A flash of pale skin, bleached white by the thin light of the Watcher, luminous against the creeping blackness of a desert night. He tastes of copper and pepper and heat, and the scent of him fills Kirk's lungs with every breath. His body is lean and hard and folded tightly against him as he presses them both into the wall, where affronted flowers protest the invasion in a cloud of heady, honey-sweet perfume…
It's a good memory. It's all they're likely to have, and so it will have to be sufficient to dampen down this spiralling need that pools in his belly and his groin, that tingles in the ends of fingers that simply want to reach forward and claim in the name of the vague sense of sadness and loss that burns the back of his throat. It's a good memory. And it only works if Spock remains within reach; cut him out of the equation, and it becomes the story of something precious gone forever. One day, he'll learn how to do this so well that it'll fade into the background and they'll simply be, without any need for repression or constraint. Not today, but one day.
So Kirk finds a smile from some hidden reserves of stubborn determination, and plasters it across his face. With a little bit of effort, he thinks he can make it meet his eyes. He smiles, and he turns it on Spock, and he says, "Undoubtedly, Mr Spock." A beat, but it's easier now that the decision has been made. "After fifteen minutes inside this dome, I think I'd find a 100-degree heatwave pleasantly refreshing by comparison."

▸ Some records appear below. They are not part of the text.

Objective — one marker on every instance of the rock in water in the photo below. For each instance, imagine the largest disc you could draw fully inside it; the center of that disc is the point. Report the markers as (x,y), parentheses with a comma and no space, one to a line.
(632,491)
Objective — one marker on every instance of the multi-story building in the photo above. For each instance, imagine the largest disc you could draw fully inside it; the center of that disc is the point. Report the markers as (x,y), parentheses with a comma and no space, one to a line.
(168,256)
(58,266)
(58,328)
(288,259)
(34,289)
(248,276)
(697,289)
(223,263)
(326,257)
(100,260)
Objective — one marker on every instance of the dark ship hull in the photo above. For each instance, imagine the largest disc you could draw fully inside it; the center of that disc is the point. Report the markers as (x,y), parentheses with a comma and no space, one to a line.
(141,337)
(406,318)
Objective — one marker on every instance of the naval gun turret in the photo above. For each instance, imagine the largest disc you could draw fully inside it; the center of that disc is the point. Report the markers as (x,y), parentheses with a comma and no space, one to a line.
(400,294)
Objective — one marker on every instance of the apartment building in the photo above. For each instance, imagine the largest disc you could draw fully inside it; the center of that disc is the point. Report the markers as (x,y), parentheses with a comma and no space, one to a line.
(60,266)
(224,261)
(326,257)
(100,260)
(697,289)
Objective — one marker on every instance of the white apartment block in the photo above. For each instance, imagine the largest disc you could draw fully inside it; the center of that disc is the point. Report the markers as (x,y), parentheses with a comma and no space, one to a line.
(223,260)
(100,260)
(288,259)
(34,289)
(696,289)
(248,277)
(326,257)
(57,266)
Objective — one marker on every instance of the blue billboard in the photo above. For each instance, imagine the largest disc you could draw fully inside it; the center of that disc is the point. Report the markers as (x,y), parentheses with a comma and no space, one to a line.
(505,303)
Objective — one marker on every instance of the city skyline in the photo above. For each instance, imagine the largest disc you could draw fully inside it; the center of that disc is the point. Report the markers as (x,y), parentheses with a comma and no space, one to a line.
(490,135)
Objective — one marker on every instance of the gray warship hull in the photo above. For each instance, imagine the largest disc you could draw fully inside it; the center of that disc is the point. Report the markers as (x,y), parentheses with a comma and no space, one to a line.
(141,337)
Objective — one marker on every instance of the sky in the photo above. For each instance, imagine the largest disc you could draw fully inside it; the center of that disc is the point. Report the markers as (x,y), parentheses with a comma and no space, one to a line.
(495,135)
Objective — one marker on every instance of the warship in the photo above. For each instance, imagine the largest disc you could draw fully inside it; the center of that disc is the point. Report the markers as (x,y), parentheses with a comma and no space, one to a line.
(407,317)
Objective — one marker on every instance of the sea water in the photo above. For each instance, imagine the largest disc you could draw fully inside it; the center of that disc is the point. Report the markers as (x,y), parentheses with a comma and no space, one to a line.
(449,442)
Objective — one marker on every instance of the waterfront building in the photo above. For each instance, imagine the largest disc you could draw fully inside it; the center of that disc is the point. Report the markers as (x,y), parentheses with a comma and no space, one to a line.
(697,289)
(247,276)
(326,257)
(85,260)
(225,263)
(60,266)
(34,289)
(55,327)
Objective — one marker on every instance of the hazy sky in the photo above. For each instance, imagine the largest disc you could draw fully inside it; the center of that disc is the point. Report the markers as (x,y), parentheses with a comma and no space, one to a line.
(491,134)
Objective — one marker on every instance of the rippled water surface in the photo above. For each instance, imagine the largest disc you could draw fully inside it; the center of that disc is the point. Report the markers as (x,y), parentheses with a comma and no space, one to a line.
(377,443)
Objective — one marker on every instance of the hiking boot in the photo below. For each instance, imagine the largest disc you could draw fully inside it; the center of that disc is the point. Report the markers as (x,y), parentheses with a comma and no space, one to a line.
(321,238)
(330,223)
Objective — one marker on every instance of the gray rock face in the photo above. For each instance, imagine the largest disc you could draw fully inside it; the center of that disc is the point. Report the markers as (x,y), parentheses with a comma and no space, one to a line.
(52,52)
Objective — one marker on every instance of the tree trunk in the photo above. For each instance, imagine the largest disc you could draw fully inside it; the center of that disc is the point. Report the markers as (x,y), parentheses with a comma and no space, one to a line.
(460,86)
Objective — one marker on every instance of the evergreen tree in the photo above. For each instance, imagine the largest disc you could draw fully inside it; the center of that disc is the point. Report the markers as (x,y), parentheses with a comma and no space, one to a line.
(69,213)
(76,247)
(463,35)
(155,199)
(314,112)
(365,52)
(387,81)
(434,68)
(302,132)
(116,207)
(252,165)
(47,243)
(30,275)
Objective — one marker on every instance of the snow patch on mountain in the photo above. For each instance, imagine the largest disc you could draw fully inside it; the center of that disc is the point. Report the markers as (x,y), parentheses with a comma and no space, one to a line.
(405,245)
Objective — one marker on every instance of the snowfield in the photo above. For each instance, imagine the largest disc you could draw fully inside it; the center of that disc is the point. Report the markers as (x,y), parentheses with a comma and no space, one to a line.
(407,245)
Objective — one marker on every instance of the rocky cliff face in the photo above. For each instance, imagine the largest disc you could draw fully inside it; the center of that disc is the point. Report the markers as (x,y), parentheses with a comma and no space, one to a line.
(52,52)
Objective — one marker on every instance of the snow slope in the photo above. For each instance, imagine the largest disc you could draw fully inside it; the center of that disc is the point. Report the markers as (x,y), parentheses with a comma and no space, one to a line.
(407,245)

"If you are uncomfortable…" says Spock, and a prickle of something dark and malignant worries itself into the hollow beneath Kirk's ribs.
But he takes a deep breath, which sears the inside of his nostrils and startles his lungs, and he says, "Perhaps a little. But it's nothing I can't handle." He steps back, gestures to the path spread out before them, twisting into the shadow of rock and greenery. "Shall we?" he says.